Truthseeking, EA, Simulacra levels, and other stuff


I’ve been on this big kick talking about truthseeking in effective altruism. I started with vegan advocacy because it was the most legible, but now need to move on to the deeper problems. Unfortunately those problems are still not that legible, and I end up having to justify a lot of what I previously took as basic premises, and it’s all kind of stuck. I’m going to lay out a few threads in my mind, in the hopes that you will be curious about some of them and we can untangle from there.

Some threads:

  • There is a subtle distinction between “when should an individual operate on object level vs social reality?” and “when should a group of people invest together in facilitating operating in object level over social reality,?” I’m way more interested in the latter, although obviously it intersects with the former.

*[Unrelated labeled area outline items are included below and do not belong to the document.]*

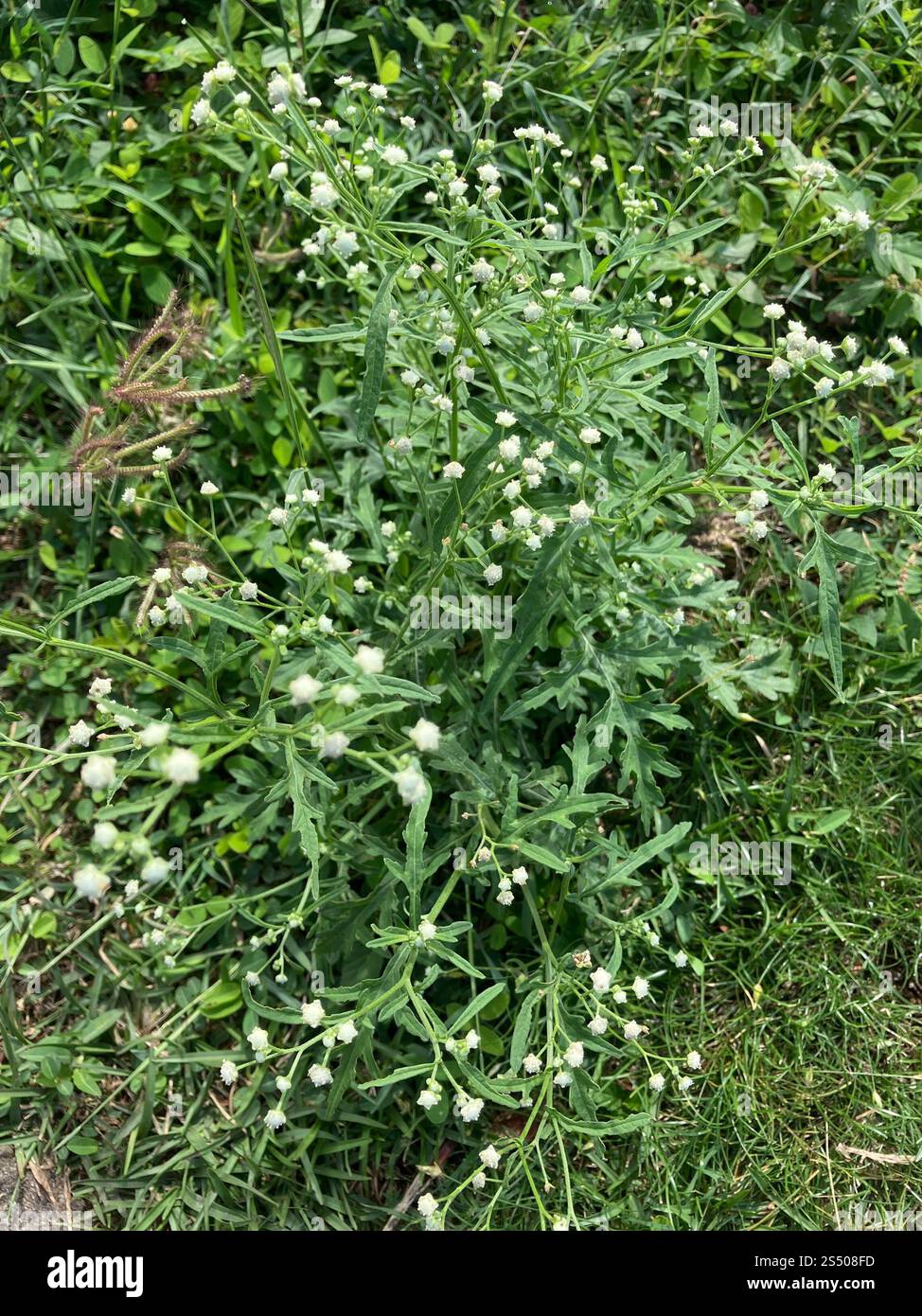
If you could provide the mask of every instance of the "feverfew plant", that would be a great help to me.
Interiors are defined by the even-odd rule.
[[[351,1138],[405,1129],[388,1211],[425,1229],[563,1232],[575,1158],[693,1126],[708,1029],[663,1000],[704,999],[706,882],[673,791],[797,662],[844,695],[839,576],[873,555],[804,426],[856,451],[914,368],[911,322],[843,336],[790,275],[881,232],[869,183],[692,126],[666,187],[592,113],[538,121],[529,39],[451,118],[393,61],[275,45],[178,100],[203,170],[246,162],[237,313],[172,290],[113,365],[72,466],[124,570],[4,632],[85,667],[29,761],[71,792],[55,919],[171,1001],[68,1137],[182,1088],[320,1209]],[[734,251],[754,195],[776,222]],[[727,555],[769,554],[812,591],[797,659],[734,624]]]

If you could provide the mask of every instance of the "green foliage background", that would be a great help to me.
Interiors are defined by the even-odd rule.
[[[62,468],[171,288],[199,325],[193,386],[259,380],[246,400],[197,404],[172,500],[143,480],[150,508],[128,508],[122,480],[85,520],[0,512],[3,1141],[22,1163],[66,1166],[109,1228],[416,1228],[420,1191],[450,1199],[449,1229],[830,1229],[855,1204],[918,1209],[921,528],[913,509],[834,507],[814,480],[821,462],[918,466],[917,12],[230,0],[180,13],[149,0],[8,12],[3,39],[3,466]],[[245,130],[216,99],[221,124],[191,126],[218,58],[254,100],[281,63],[325,107],[343,70],[385,84],[417,120],[421,168],[443,146],[467,154],[483,80],[510,68],[493,136],[542,124],[583,186],[550,166],[535,182],[513,146],[502,222],[433,212],[421,188],[364,209],[359,195],[347,226],[367,276],[314,282],[300,243],[316,222],[270,179],[281,121]],[[789,104],[793,147],[689,178],[689,105],[712,96]],[[589,182],[594,154],[608,167]],[[871,213],[867,233],[823,226],[818,193],[797,199],[812,158],[838,170],[839,204]],[[638,161],[659,211],[634,234],[621,187]],[[534,226],[551,196],[560,240]],[[481,249],[604,290],[596,318],[533,332],[506,282],[508,324],[477,349],[483,387],[455,392],[445,442],[401,465],[388,440],[420,412],[400,371],[426,376],[435,332],[406,259],[446,262],[438,301]],[[709,296],[684,291],[691,275]],[[647,291],[677,307],[666,329]],[[871,357],[894,333],[911,350],[884,390],[823,401],[794,380],[772,401],[771,300],[819,338],[858,334]],[[629,358],[605,337],[626,311],[650,347]],[[484,592],[502,405],[527,441],[558,445],[562,470],[583,463],[579,487],[543,487],[534,505],[555,536],[504,559],[510,641],[417,636],[414,595]],[[604,441],[587,455],[576,436],[593,422]],[[466,466],[456,490],[438,478],[449,458]],[[349,574],[305,584],[317,526],[292,540],[268,525],[305,468],[325,486],[324,536],[370,594]],[[205,479],[222,491],[210,511]],[[763,487],[771,533],[754,542],[734,513]],[[597,513],[588,534],[567,524],[577,497]],[[228,584],[191,592],[189,624],[154,634],[135,613],[170,544],[196,538],[193,513]],[[229,591],[242,576],[259,607]],[[322,612],[337,636],[309,626],[301,642]],[[418,716],[442,728],[422,765],[431,799],[412,811],[368,762],[321,769],[308,728],[301,744],[287,729],[287,683],[349,675],[356,638],[388,655],[362,687],[358,753],[405,754]],[[83,755],[61,745],[101,672],[116,715],[172,719],[205,763],[199,783],[164,786],[110,728],[135,755],[130,788],[82,788]],[[158,854],[182,850],[180,879],[143,913],[74,892],[105,819]],[[694,874],[689,845],[712,833],[790,840],[794,880]],[[452,867],[484,834],[531,874],[509,908],[493,873]],[[433,909],[441,937],[418,948]],[[625,986],[650,974],[652,1000],[626,1017],[667,1063],[701,1051],[693,1096],[654,1099],[638,1050],[589,1037],[571,959],[584,948]],[[270,1134],[285,1066],[254,1065],[246,1034],[266,1026],[291,1058],[300,1001],[320,987],[330,1016],[367,1011],[374,1033],[335,1053],[331,1090],[300,1076]],[[443,1044],[472,1025],[476,1065],[452,1073],[487,1101],[473,1126],[447,1096],[416,1104],[433,1029]],[[526,1041],[556,1054],[555,1030],[584,1040],[591,1063],[568,1090],[522,1087]],[[249,1066],[233,1101],[226,1057]],[[502,1169],[477,1192],[491,1141]]]

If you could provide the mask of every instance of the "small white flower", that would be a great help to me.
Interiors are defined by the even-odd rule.
[[[473,1124],[475,1120],[480,1119],[483,1108],[484,1108],[483,1098],[480,1096],[468,1098],[467,1101],[463,1101],[458,1107],[458,1113],[460,1115],[464,1124]]]
[[[83,867],[78,869],[74,874],[74,886],[78,895],[85,896],[85,899],[92,900],[93,904],[99,904],[112,886],[112,882],[101,869],[96,867],[95,863],[84,863]]]
[[[320,751],[321,758],[342,758],[349,749],[349,736],[343,732],[328,732],[324,736],[324,745]]]
[[[301,1023],[306,1024],[308,1028],[320,1028],[325,1015],[326,1011],[318,1000],[305,1000],[301,1004]]]
[[[166,859],[160,859],[158,855],[147,859],[143,869],[141,870],[142,882],[163,882],[170,876],[170,865]]]
[[[573,503],[570,508],[570,520],[573,525],[588,525],[592,517],[592,508],[584,500]]]
[[[71,742],[71,745],[79,745],[82,749],[87,747],[87,745],[92,740],[92,734],[93,734],[92,726],[87,726],[83,719],[80,719],[79,722],[74,722],[72,726],[67,728],[67,740]]]
[[[438,749],[441,732],[435,722],[421,717],[416,726],[410,729],[409,736],[420,753],[429,753]]]
[[[384,651],[371,645],[359,645],[352,662],[363,676],[375,676],[384,671]]]
[[[583,1049],[583,1042],[571,1042],[567,1050],[563,1053],[563,1058],[570,1065],[571,1069],[579,1069],[585,1059],[585,1051]]]
[[[488,1170],[496,1170],[501,1161],[501,1155],[496,1150],[492,1142],[489,1144],[489,1146],[485,1146],[483,1152],[479,1152],[477,1157],[481,1165],[485,1165]]]

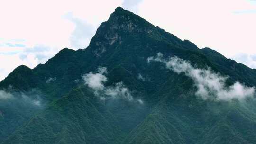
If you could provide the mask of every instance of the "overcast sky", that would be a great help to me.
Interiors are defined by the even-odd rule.
[[[0,0],[0,81],[63,48],[86,48],[118,6],[256,68],[256,0]]]

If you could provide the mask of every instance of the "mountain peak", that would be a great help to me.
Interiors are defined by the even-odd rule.
[[[124,9],[121,7],[117,7],[115,9],[115,12],[124,11]]]

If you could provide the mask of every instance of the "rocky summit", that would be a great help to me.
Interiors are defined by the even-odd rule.
[[[0,143],[256,144],[256,70],[118,7],[0,82]]]

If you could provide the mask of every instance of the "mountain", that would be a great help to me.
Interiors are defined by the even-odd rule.
[[[86,48],[0,82],[0,143],[255,144],[256,86],[255,70],[118,7]]]

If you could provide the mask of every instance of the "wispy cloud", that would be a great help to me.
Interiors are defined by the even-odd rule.
[[[25,93],[21,92],[11,92],[10,90],[0,90],[0,104],[4,105],[15,102],[37,107],[41,106],[42,99],[37,93],[39,92],[36,90],[34,90],[27,92],[27,93]]]
[[[122,99],[128,101],[137,101],[143,104],[143,101],[140,99],[134,99],[131,91],[122,82],[115,84],[105,86],[104,84],[108,81],[108,78],[105,75],[107,73],[105,67],[100,67],[97,72],[92,72],[84,74],[82,78],[84,84],[94,90],[94,95],[99,97],[101,100],[107,99]]]
[[[247,97],[253,97],[255,93],[254,87],[247,87],[238,81],[227,86],[226,84],[227,77],[214,72],[210,68],[206,69],[194,68],[189,62],[176,56],[166,60],[163,58],[162,53],[159,53],[155,57],[149,57],[147,61],[148,63],[152,61],[163,63],[167,68],[177,73],[184,72],[194,81],[197,88],[196,94],[205,99],[241,99]]]

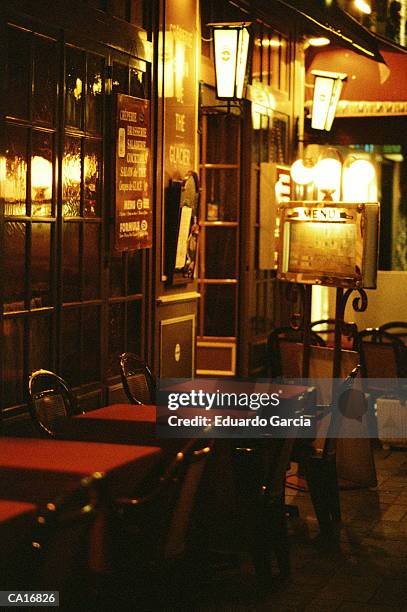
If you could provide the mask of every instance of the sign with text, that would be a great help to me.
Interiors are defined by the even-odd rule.
[[[150,102],[124,94],[116,105],[116,251],[152,246]]]

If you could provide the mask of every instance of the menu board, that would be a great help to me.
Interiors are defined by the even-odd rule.
[[[116,104],[116,251],[152,246],[150,103],[125,94]]]
[[[355,274],[355,224],[292,223],[289,272]]]
[[[334,287],[376,287],[379,204],[285,202],[278,278]]]

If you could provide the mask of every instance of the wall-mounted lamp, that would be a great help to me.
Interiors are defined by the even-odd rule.
[[[208,23],[213,29],[216,97],[241,100],[249,57],[249,22]]]
[[[311,36],[307,38],[306,43],[311,47],[326,47],[331,41],[326,36]]]
[[[343,199],[348,202],[377,200],[376,169],[368,159],[348,156],[343,164]]]
[[[291,166],[291,178],[297,185],[309,185],[314,180],[314,168],[312,160],[297,159]]]
[[[340,199],[342,162],[336,149],[333,147],[323,149],[315,165],[314,177],[316,186],[324,196],[324,201]]]
[[[314,97],[312,100],[311,127],[314,130],[331,129],[335,117],[343,81],[347,75],[341,72],[312,70],[315,76]]]
[[[355,9],[364,15],[370,15],[372,13],[372,8],[366,0],[355,0],[353,4]]]

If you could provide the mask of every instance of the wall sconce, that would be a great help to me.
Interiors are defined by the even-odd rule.
[[[335,117],[343,81],[347,75],[341,72],[312,70],[315,76],[314,97],[312,100],[311,127],[314,130],[329,130]]]
[[[341,197],[342,162],[339,153],[328,147],[321,153],[314,169],[314,180],[319,191],[324,194],[325,202],[339,200]],[[335,198],[333,195],[335,194]]]
[[[342,173],[343,199],[347,202],[376,202],[376,170],[368,159],[347,157]]]
[[[250,22],[208,23],[213,29],[216,97],[243,98],[250,47]]]

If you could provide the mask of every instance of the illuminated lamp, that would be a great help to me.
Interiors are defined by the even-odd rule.
[[[209,23],[213,29],[216,97],[241,100],[249,57],[249,22]]]
[[[307,39],[307,43],[311,47],[325,47],[326,45],[331,44],[331,41],[325,36],[312,36],[311,38]]]
[[[40,155],[34,155],[31,159],[31,188],[34,200],[51,197],[52,163]]]
[[[325,201],[332,201],[332,195],[341,190],[342,163],[336,149],[328,147],[318,159],[314,170],[316,186],[324,194]],[[339,199],[339,198],[338,198]]]
[[[364,15],[370,15],[372,12],[370,4],[366,2],[366,0],[355,0],[353,4],[355,8]]]
[[[342,192],[348,202],[369,202],[377,199],[374,179],[376,170],[367,159],[347,158],[343,165]]]
[[[297,159],[291,166],[291,178],[297,185],[309,185],[314,180],[314,166],[310,160]]]
[[[311,74],[315,76],[311,127],[328,132],[332,127],[343,81],[347,75],[325,70],[312,70]]]

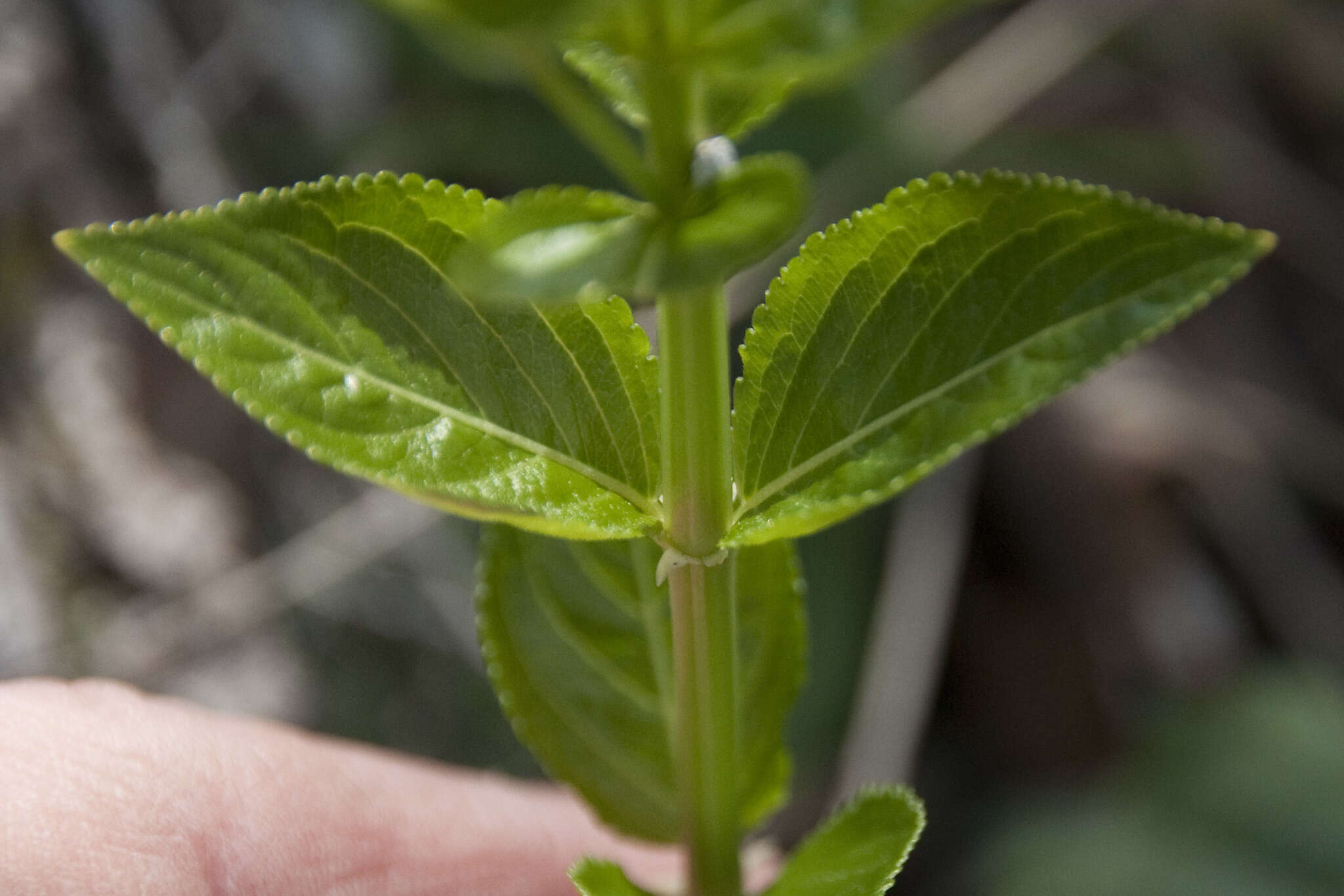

  • Up until now my posts have assumed that truthseeking is good without particularly justifying it. Seems like if I’m so excited about asking inconvenient questions I should be willing to turn that on itself.

  • I think the better version of that question is “when is truthseeking the most important thing the most important thing to invest in, and when can you stop?” Because obviously truthseeking is useful and important, the interesting question is how that trades off against capacities a group could invest in, like fundraising or operational competence.

  • Part of my argument here is “do you know how to solve AI alignment? because that sounds like a knowledge problem to me, and knowledge problems are solved in object level reality not social reality”. But it’s possible to be operating entirely in object level reality but just be kind of bad at it. The word “truthseeking” maybe combines “object level reality” with “good at it” in confusing ways, and maybe I should separate those.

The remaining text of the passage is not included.